Ancestral Roofs

"In Praise of Older Buildings"

Wednesday, February 2, 2011

Strawberry Fields Forever


We all think we know what Gothic Revival style looks like - central pointy gable with a finial and/or pendulum and barge-boarding right? Lancet windows. Merrill Inn in Picton. Seymour House in Madoc. Much as I love those details, I like these two buildings because they display some of the other less common features brought into c19 Ontario from the English Gothic or medieval era - hood mouldings and carved label stops, trellis work buttresses, and oriel windows - so Romantic!! One home is symmetrical, the other delightfully irregular in profile.

The house on the left is one of my favourites in Belleville. According to the Hastings County Historical Society book Belleville's Heritage (1978) , the house was built in the 1850's for Adam Henry Wallbridge and passed on to family members. The house is stucco over stone, a lovely backdrop for the stately porch with its delicate sham buttresses. The oriel window with its cresting is so regal. This house has presence ....in a neighbourhood of fine homes in outstanding condition, it has a certain something that sets it apart.

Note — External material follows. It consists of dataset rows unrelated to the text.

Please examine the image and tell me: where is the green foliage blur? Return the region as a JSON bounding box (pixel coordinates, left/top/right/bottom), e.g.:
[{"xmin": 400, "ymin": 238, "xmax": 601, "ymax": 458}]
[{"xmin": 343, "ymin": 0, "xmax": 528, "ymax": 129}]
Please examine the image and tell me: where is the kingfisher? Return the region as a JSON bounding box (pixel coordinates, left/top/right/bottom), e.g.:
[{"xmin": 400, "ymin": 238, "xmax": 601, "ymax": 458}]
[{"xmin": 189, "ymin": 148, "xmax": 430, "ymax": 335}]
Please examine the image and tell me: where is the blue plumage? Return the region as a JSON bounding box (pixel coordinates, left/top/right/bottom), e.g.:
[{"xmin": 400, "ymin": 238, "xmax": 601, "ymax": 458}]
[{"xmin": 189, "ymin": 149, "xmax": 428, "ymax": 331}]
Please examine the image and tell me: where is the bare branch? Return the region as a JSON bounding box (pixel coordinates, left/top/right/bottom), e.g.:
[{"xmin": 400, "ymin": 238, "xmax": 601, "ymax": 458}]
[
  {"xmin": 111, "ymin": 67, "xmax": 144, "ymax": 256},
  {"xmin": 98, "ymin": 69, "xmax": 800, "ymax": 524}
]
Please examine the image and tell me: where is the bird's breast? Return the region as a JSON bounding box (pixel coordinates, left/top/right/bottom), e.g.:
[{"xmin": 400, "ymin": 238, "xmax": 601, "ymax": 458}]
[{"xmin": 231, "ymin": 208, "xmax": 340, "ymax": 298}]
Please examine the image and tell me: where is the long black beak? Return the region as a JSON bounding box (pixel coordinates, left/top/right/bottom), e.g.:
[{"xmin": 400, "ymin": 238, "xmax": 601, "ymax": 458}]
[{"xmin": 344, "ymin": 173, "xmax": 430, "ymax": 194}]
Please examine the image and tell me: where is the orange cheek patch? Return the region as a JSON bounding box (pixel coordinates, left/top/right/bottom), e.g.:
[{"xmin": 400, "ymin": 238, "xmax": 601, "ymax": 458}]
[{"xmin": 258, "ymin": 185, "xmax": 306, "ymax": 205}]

The building on the right is Elizabeth Cottage in Kingston. It is very difficult to photograph. A wide property snug against an unattractive neighbour, it is best appreciated (unfortunately) from the middle of a very busy and very slushy street (the day I visited recently). Outfitted with plaques as befits its stature and story, the home is definitely feeling its age - it's a retirement home with space to let, according to yet another sign around the corner. The right side was built about 1841-43 by Edward Horsey, who went on to become the architect of the Provincial Penitentiary and Frontenac County Court House (according to Margaret Angus, in The Old Stones of Kingston). The left side was a separate, later, cottage, joined elegantly to the original. Only the modern sun-room interloper between the sham buttresses spoils the Gothic whimsy. The unmarried grand-daughters of the original owner established the home as a residence for retired gentlewomen (conjures up the duchesses in "reduced circumstances" of English novels.)

After several generations of stern Georgian family homes rising in the wilderness, the Gothic revival must have been an exotic change. Championed by John Ruskin and his contemporaries, Gothic revival style sought to honour the work of craftsmen, and the spirit of Gothic churches. In some ways, we still feel that tingle of the eccentric, the theatrical, the spirit of the age when we stop to appreciate a Gothic Revival home or church.

According to my prof Shannon Kyles, Strawberry Hill, built in 1750 by Horace Walpole, was the first house to be called Gothic Revival. Situated in the London borough of Richmond, the house has just completed a 9 million pound restoration by the Strawberry Hill Trust and is being reopened this April. I would love to visit but may have to satisfy myself with return visits to www.strawberryhillhouse.org.uk. Or to my favourite house on Bridge Street.

1 comment:

  1. Yes, I think you've convinced me...when I win the lottery, I'll shop around for a wee Gothic revival home on this side of the Atlantic. For the times when I'm not in my Grade II listed cottage on t'other.